But we found that many people either aren't technical enough, or didn't want to go through the hassle of setting up a MySQL instance, defining a schema, and cleaning the data. So now we do that for them.
I haven't used it in ages, but Log Parser -- a fantastic old Microsoft skunkworks project -- lets you run full SQL directly against CSV files, Apache logs, the Windows Registry, Active Directory, file paths...
Microsoft SQL Server has a couple of methods for querying CSV/XLS(X) files (I remember at least OPENROWSET and BULK INSERT), but sometimes it's a bit tricky to use/configure (have the right OLEDB driver, use INI files for configuration etc..) or the behaviour is not very consistent/well-documented
Edit: of course with BULK INSERT you don't directly query the file, you must load it to a (temp) table
Data isn't "locked up" in CSV, rather it is available in CSV.
CSV is one of the most open things possible.

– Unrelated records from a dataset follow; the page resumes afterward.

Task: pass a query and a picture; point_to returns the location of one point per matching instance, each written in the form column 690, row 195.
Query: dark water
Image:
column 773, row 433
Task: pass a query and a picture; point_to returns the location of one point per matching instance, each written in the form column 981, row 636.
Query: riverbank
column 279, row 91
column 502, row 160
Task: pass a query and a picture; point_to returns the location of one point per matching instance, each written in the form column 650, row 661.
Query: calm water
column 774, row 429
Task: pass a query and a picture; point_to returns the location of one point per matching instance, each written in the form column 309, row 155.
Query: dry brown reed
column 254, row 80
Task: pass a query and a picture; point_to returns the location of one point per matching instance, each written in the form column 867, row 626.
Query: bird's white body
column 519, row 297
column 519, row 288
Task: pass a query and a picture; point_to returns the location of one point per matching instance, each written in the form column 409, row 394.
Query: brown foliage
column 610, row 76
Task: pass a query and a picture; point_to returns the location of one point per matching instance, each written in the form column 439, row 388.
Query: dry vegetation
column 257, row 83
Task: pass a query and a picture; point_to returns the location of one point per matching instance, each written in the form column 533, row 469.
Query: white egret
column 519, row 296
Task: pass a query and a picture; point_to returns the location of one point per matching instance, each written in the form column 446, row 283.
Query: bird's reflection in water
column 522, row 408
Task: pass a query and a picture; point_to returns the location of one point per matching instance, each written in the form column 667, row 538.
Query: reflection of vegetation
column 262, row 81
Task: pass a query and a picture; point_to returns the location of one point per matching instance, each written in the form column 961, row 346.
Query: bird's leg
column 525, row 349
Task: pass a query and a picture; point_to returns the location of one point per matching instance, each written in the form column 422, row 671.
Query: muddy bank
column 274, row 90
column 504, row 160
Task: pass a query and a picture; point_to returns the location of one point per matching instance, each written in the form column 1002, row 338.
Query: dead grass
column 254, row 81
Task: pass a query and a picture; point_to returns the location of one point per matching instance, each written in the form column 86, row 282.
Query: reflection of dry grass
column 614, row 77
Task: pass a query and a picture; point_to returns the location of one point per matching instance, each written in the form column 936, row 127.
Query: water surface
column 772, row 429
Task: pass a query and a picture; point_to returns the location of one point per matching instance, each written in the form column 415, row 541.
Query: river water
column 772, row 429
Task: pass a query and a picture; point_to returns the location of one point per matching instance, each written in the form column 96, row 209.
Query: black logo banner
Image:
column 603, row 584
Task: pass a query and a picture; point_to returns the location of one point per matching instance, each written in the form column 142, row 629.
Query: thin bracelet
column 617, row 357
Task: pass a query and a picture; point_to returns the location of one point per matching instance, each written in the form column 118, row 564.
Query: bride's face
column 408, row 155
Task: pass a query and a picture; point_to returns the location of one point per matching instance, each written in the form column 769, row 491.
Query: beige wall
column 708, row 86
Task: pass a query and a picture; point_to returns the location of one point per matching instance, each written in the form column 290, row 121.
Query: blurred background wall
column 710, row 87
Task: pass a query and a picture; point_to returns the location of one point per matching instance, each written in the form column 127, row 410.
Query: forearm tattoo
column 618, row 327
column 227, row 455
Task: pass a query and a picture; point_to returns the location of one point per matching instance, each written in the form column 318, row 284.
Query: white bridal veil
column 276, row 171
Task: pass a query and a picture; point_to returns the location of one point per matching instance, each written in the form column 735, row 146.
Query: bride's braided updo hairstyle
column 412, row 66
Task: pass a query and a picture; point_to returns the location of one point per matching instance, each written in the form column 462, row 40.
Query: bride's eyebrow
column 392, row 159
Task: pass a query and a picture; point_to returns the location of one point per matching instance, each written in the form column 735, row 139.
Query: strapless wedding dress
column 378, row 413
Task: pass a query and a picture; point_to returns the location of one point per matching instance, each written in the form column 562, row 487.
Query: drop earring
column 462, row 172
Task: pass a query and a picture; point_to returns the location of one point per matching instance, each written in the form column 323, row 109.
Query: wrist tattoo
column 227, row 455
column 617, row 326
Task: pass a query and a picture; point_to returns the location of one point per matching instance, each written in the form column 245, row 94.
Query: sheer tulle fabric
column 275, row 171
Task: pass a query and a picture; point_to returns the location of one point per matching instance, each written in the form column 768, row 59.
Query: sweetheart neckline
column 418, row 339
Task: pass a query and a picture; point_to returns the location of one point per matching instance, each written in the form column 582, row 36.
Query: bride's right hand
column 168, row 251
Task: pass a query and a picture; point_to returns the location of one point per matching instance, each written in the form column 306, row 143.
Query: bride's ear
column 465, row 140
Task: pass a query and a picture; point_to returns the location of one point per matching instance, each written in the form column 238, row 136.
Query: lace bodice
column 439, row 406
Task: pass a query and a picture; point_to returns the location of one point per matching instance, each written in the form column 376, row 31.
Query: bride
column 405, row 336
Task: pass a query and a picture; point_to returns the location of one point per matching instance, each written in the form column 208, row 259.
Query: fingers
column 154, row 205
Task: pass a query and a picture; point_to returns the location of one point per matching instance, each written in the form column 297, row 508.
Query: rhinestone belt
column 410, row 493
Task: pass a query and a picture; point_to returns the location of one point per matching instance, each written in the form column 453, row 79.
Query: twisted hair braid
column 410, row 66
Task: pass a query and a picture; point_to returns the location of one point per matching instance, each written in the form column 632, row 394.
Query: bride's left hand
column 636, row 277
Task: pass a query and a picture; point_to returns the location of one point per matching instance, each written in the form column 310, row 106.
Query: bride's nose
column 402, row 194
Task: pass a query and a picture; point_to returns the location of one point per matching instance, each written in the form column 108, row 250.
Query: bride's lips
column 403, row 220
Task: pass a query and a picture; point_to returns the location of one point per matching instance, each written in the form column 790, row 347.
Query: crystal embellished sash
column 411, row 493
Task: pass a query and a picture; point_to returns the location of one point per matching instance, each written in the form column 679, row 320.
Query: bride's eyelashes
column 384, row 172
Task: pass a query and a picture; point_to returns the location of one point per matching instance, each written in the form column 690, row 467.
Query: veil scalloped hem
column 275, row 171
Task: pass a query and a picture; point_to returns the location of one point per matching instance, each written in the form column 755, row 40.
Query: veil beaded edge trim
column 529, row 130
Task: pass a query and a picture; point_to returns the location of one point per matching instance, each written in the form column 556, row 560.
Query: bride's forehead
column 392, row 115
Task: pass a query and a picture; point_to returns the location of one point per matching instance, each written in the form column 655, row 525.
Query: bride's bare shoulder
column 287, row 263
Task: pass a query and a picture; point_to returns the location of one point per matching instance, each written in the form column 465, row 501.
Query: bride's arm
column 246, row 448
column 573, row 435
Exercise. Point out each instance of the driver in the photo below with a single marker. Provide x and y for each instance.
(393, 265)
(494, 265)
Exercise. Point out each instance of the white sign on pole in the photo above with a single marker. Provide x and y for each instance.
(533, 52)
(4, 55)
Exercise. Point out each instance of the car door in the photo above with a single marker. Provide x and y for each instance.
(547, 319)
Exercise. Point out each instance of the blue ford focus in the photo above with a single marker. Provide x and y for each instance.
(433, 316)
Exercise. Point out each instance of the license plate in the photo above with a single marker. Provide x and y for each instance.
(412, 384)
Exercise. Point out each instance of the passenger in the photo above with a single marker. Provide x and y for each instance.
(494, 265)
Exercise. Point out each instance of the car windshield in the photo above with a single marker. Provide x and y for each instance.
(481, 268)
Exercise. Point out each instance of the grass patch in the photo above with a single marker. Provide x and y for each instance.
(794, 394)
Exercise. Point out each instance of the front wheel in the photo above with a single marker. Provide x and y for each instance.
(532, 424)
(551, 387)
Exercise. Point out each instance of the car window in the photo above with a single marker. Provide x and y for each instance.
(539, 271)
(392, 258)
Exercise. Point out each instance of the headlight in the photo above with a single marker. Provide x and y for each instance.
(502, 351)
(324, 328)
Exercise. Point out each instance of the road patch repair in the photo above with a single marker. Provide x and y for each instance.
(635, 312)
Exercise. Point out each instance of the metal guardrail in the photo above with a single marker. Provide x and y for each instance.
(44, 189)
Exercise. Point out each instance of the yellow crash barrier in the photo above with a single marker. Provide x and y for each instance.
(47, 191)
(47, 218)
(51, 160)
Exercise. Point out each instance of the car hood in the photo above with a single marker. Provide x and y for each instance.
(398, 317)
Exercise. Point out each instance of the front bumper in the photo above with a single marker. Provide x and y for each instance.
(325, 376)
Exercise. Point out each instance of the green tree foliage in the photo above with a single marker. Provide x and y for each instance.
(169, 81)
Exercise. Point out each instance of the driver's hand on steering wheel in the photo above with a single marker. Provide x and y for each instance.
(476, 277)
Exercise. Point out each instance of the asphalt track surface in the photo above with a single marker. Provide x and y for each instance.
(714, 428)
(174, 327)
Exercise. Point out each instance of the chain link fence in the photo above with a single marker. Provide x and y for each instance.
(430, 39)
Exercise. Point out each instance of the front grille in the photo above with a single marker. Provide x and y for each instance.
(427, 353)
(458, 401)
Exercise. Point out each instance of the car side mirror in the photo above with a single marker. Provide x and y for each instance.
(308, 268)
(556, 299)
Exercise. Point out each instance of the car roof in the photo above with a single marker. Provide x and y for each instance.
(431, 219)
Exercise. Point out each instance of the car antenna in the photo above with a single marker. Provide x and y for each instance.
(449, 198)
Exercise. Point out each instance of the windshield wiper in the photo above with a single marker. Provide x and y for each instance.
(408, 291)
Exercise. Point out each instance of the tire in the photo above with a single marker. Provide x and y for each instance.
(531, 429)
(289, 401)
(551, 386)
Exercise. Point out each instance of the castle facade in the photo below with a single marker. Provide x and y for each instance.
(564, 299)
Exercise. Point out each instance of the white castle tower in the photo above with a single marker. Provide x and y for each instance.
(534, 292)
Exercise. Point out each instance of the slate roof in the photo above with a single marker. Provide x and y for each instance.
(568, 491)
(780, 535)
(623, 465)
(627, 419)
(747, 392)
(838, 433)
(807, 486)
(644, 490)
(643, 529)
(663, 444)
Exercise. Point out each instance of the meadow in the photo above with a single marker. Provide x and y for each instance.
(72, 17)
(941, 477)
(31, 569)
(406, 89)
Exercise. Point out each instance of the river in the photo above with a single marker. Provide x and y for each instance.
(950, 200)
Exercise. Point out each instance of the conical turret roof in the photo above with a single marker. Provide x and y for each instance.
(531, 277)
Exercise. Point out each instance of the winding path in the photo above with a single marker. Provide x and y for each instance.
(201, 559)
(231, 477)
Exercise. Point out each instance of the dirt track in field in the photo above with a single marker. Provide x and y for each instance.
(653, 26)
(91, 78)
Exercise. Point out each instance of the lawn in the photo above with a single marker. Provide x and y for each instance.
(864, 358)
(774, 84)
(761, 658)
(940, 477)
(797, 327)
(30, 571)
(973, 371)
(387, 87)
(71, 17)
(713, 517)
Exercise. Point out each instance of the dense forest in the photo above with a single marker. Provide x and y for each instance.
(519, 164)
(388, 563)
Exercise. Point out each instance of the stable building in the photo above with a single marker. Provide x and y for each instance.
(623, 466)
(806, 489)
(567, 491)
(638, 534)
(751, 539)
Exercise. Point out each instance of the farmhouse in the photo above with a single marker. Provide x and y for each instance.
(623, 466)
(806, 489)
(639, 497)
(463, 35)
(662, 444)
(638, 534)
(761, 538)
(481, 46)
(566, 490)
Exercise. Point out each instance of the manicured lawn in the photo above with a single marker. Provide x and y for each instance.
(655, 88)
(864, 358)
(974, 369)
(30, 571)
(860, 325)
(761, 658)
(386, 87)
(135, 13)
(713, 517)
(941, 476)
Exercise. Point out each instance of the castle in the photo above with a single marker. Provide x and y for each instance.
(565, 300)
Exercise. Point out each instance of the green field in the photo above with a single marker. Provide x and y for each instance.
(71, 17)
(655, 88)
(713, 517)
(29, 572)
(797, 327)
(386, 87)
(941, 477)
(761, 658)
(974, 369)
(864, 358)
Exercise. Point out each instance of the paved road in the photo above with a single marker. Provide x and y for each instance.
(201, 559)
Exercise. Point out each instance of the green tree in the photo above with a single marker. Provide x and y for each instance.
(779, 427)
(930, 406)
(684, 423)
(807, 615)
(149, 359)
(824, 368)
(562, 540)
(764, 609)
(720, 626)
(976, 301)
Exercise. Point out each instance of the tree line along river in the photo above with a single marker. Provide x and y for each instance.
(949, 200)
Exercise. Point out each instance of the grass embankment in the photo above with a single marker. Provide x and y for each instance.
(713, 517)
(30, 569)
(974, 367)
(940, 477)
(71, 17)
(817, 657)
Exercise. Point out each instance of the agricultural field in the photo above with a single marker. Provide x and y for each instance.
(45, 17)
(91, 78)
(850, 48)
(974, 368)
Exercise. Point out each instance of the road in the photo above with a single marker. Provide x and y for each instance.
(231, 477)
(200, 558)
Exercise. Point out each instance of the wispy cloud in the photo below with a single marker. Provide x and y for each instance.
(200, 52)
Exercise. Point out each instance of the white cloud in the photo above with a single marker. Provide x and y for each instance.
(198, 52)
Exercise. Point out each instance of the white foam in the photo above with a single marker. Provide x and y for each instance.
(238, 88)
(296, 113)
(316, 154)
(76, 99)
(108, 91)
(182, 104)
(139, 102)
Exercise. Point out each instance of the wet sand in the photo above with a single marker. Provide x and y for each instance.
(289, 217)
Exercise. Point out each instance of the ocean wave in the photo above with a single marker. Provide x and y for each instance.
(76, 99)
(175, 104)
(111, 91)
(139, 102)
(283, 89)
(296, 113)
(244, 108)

As a programmer I do a lot of one-time makeshift data reports for other people, and I always use CSV (or precisely, tab separated) because that's what every program happily emits and consumes. If it does not, it's trivial to transform thanks to UNIX sort, awk and uniq.
Once your CSV (or TSV) files start having quoted fields, they become very tricky to parse using standard multi-purpose tools like sort, awk, & uniq.
It's hard enough when you have delimiters in quoted fields, but dealing with quoted newlines starts to become unreasonable, especially for line-based tools.
CSV files, as you say, are absolutely wonderful to create. Problems come up when you try to parse files other people write. Not everyone follows RFC 4180.
If I were to build a MVP for any type of data charting or visualization or analysis the first data format that I would think of supporting would be CSV.
CSV is the biggest pile of nuisance you'd never expect from a seemingly simple data format.
- Header line or none?
- "\n" or "\r\n"?
- Is there a newline at the last line? How about two?
- Escape quotes with doubling or backslash? How about both in the same file? How about both, inconsistently, in different fields? How about quotes including a newline and commas?
- Strings always quoted? Only if necessary? Is ,, a null or an empty string, or an error?
- How about mixed line lengths? Are missing trailing entries nulls? How about multiple data types in a file, with the first field being type, and line length only fixed per type?
I have generally found "TSV with a rule that data cannot represent tabs or newlines, period" as vastly superior.
Chartio actually will accept TSV files because it will detect most of these settings. It'll detect the delimiter, the presence of a header line, file encoding, and newline character(s).
I agree TSV is a lot nicer, and has the bonus that Excel will open a TSV file with an .xls extension without any problems (great for sharing!).
Oh God line endings created such havoc for me using Django's FileField model fields. I had to finally subclass it and do a replace of \r\n with \n to simulate opening in universal newline mode. Btw that whole area in Django needs a good reactor.
I should probably package it up for submission upstream.
There is something called ARFF which is basically a CSV with a header that defines how to interpret data, a bit of documentation and a reference implementation.
Is it possible to set this up so that you can point it to a remote URL to fetch the CSV? For example, I'd love it if I could point it towards a Yahoo! Finance API call that returns a CSV file and have my dashboard auto-update. Or Dropbox URL. Or any remote URL. That would be awesome.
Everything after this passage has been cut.